Trump’s suggestion that he may run for office again gives him a personal stake in seeing Biden fail. He will waste no time highlighting any stumbles by his successor, aides said. He is looking to begin campaigning in earnest soon and is likely to criticize Biden daily-- a break from previous presidents who have at least temporarily stayed out of the fray.
“I think Trump is trying to seed the landscape with land mines,” said Chris Whipple, author of “The Spymasters” a book about the CIA. “He’s going to make the transition as painful as possible for Biden at every turn.”

According to Bloomberg News' Jonathan Bernstein, one thing that worked out well enough, because of Trump's complete disinterest in governing, was a foolish Trumpanzee priority in the pandemic relief and stimulus bill-- the 3 martini lunch deduction-- which Democrats let the GOP get away with in return for expanding tax credits for low income families and the working poor in the final package.

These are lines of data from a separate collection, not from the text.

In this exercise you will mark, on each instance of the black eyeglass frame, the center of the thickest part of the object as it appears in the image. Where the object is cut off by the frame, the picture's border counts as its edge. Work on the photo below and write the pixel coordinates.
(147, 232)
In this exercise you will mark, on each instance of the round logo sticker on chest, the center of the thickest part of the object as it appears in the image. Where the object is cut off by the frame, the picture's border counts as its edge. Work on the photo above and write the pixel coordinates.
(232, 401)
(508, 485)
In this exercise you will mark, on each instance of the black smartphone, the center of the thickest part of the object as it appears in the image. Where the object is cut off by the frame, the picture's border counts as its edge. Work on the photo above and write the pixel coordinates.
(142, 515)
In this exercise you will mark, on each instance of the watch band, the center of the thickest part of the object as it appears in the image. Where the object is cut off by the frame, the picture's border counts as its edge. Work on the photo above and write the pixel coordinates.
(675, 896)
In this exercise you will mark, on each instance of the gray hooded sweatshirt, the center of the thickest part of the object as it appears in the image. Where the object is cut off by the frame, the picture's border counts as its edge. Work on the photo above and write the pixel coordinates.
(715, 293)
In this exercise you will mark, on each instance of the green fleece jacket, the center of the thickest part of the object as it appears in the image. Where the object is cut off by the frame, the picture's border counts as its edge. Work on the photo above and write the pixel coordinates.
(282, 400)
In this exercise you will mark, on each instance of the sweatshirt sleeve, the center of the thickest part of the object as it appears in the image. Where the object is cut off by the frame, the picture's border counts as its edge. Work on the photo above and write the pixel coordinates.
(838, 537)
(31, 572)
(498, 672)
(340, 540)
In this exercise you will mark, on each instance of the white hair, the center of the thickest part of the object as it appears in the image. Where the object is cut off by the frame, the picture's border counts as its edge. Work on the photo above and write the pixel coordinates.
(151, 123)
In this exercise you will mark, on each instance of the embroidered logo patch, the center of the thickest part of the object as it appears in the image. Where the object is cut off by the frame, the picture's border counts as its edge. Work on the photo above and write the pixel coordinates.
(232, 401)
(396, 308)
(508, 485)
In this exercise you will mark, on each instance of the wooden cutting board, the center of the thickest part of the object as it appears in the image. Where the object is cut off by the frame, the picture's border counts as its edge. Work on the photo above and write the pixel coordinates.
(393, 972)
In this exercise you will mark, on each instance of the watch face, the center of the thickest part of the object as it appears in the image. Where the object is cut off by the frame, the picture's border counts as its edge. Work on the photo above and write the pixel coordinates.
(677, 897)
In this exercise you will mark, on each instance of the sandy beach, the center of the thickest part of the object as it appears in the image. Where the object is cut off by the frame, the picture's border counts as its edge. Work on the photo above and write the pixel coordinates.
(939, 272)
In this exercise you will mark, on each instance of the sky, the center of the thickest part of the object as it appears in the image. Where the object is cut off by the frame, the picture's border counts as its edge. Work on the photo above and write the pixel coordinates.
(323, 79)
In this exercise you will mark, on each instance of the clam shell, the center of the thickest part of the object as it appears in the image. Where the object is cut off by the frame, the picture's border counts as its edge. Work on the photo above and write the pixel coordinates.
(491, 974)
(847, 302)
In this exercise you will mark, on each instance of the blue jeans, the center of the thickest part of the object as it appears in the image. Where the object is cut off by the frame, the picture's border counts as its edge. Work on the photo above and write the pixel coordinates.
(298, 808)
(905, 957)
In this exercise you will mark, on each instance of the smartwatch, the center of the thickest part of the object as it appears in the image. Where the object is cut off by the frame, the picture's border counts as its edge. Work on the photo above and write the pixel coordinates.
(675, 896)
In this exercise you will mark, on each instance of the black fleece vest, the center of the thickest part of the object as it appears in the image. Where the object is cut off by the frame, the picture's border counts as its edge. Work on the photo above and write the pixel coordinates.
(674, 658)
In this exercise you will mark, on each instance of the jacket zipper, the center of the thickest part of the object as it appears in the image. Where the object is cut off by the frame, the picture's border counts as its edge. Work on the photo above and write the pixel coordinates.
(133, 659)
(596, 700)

Bernstein wrote that Señor T told Mnuchin that "he didn’t much care what was in the bill as long as it included this provision. (And surely it’s a coincidence that restoring this deduction will once again subsidize high-priced establishments such as those Trump owns.) I’d be very surprised if congressional Republicans would’ve made this deal on their own. As for the Democrats? This particular log-roll seems like a big win for them. The business deduction may be lousy policy and a subsidy for the rich, but it’s relatively harmless overall-- and liberal policy experts are thrilled with what they got in return. So it’s a win for Trump, a win for Democrats and a loss for congressional Republicans. If there’s been a deal with any similar configuration over the past four years, I can’t think of it.